An open API service indexing awesome lists of open source software.

https://github.com/extrawest/voice_to_voice_communication_assistant

A scalable voice assistant implementation using LiveKit for real-time communication, with custom Speech-to-Text (STT) and Text-to-Speech (TTS) integrations using local APIs.
https://github.com/extrawest/voice_to_voice_communication_assistant

ai livekit llm ollama openai python stt tts

Last synced: about 2 months ago
JSON representation

A scalable voice assistant implementation using LiveKit for real-time communication, with custom Speech-to-Text (STT) and Text-to-Speech (TTS) integrations using local APIs.

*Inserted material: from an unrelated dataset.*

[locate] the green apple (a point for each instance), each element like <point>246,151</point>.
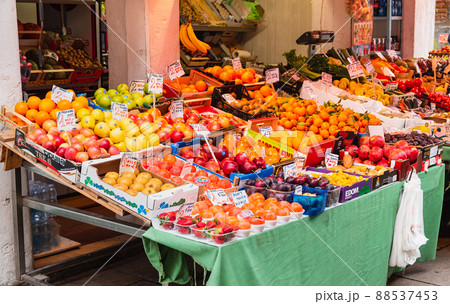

Awesome Lists containing this project

README

          

# 🎙️ Voice-to-Voice Communication Assistant

[![Maintenance](https://img.shields.io/badge/Maintained%3F-yes-green.svg)]()
[![Maintainer](https://img.shields.io/static/v1?label=Yevhen%20Ruban&message=Maintainer&color=red)](mailto:yevhen.ruban@extrawest.com)
[![Ask Me Anything !](https://img.shields.io/badge/Ask%20me-anything-1abc9c.svg)]()
[![License](https://img.shields.io/badge/License-MIT-blue.svg)](https://opensource.org/licenses/MIT)
![Version](https://img.shields.io/badge/version-1.0.0-blue)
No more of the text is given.